Deep Learning Sentiment Analysis for Movie Reviews Using Neo4j

lightsidelabs · on Sept 18, 2014

How does this compare to other benchmarks? It looks like you're using the sentence-level dataset out of Cornell, based on your Github. Even a naive unigram baseline easily beats the 70% threshold you mentioned in your post. A few years ago, I co-authored [1] a publication with very similar graph-based features on this dataset that achieved 77% accuracy, and the state of the art has moved beyond that since then. Without a comparison to baseline it's hard to tell whether this (much more sophisticated) technique is adding value.

[1] Shilpa Arora, et al. "Sentiment classification using automatically extracted subgraph features." Proceedings of the NAACL HLT 2010 Workshop on Computational Approaches to Analysis and Generation of Emotion in Text.

kennybastani · on Sept 18, 2014

The benchmarks really depend on the classifier used. The explanation in this blog post is more about the natural language parsing model. I thought that part up based on books I read from thought leaders (Gleick, Kurzweil, J. Hawkins). The value I'm hoping to provide is less in my own research and more on the use of a graph database. I'll leave the research part to fine people like you.

As for benchmarks, I've seen differences at different sample sizes during training. The model seems to do better with more training examples. Though that increases the number of features and the dimension of the vectors when calculating cosine similarity. I'm really hoping to attract more input like this as Graphify grows as an open source project. Please feel free to get in touch with me. Skype is kenny.bastani.

I'll post benchmarks in the next blog post.

izyda · on Sept 17, 2014

Nice post but when you say you used deep learning, what exactly do you mean? You describe your method for picking your features and then you used deep learning to find features from that presumably should be the most informative for classifying.

It would be helpful to know what specific deep learning algorithm (convolutional, deep belief?). Or at the very least, what / who's implementation of neural nets did you use in your model and how it compares performance wise to the more conventional tools in NLP (when you give them the same original features to start with).

kennybastani · on Sept 17, 2014

Great question. To be honest, I used deep learning algorithms as a metaphor into Neo4j's property graph data model. Graph databases like Neo4j store data as a graph, which is a similar data structure to a neural network. I store weights in the relationships based on the frequency that a feature has been matched from the low-level representations near the bottom of the tree, to higher-level representations.

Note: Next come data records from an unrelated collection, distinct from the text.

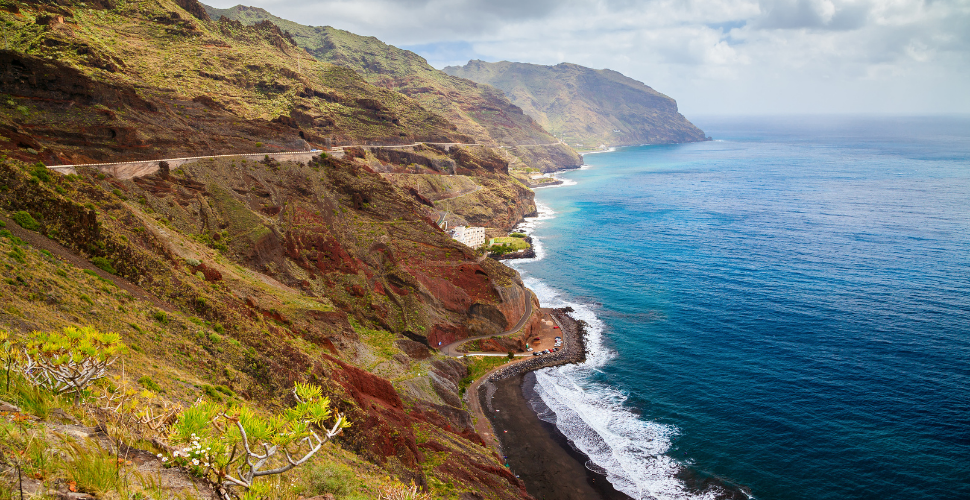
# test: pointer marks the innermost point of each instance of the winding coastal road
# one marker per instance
(451, 349)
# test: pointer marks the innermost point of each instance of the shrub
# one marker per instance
(103, 264)
(234, 447)
(71, 359)
(18, 255)
(149, 384)
(40, 172)
(26, 221)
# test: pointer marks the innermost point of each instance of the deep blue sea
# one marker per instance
(786, 308)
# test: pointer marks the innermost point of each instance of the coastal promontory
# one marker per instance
(586, 107)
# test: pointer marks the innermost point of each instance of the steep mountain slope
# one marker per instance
(479, 111)
(254, 276)
(586, 107)
(152, 79)
(246, 275)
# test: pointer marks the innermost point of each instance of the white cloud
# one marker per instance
(713, 56)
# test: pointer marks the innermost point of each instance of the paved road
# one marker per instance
(451, 349)
(332, 150)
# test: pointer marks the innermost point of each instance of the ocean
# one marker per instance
(784, 310)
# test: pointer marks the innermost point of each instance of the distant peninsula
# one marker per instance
(586, 107)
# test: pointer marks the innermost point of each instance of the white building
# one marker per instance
(471, 236)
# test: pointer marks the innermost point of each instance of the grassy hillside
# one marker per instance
(479, 111)
(253, 276)
(137, 80)
(586, 107)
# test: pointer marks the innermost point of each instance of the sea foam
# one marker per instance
(629, 451)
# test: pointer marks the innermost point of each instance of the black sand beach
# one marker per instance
(537, 452)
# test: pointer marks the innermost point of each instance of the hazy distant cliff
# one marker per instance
(586, 106)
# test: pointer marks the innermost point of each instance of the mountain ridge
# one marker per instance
(586, 107)
(479, 111)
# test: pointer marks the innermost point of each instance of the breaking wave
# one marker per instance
(628, 450)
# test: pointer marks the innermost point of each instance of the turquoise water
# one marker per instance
(786, 309)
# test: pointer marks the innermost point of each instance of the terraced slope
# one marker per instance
(479, 111)
(252, 276)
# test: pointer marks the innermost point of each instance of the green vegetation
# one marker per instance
(461, 101)
(478, 366)
(70, 360)
(219, 441)
(504, 245)
(26, 221)
(147, 382)
(632, 114)
(104, 265)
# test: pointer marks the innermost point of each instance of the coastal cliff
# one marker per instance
(584, 107)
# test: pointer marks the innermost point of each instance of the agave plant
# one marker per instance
(235, 446)
(71, 359)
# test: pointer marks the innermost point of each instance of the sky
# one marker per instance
(754, 57)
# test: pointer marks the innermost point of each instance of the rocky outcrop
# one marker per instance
(586, 107)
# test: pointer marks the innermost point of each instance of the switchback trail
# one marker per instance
(450, 349)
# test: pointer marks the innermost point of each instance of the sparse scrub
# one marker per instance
(150, 384)
(68, 361)
(104, 264)
(232, 447)
(26, 221)
(321, 479)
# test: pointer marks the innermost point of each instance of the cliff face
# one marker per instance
(247, 275)
(172, 83)
(322, 272)
(479, 111)
(586, 107)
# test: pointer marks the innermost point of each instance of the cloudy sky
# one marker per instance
(713, 56)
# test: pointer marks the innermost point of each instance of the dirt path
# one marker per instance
(450, 349)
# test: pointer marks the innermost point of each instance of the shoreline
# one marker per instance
(535, 450)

So there are two parts, there is building a natural language parsing model and then there is a Vector Space Model classifier that uses TF-IDF weights as vectors to calculate the cosine similarity between inputs.

I explain more about the high-level idea here: http://bit.ly/1lMjSm5

Let it be known that I've arrived at most of this stuff by means of intuition and graph data modeling in Neo4j. I'm a hobbyist when it comes to the machine learning stuff. My goal is to show how amazing a combined application/persistency solution, like a Neo4j extension, is for solving these kind of machine learning problems.

People smarter than me should take a look at it to solve similar problems.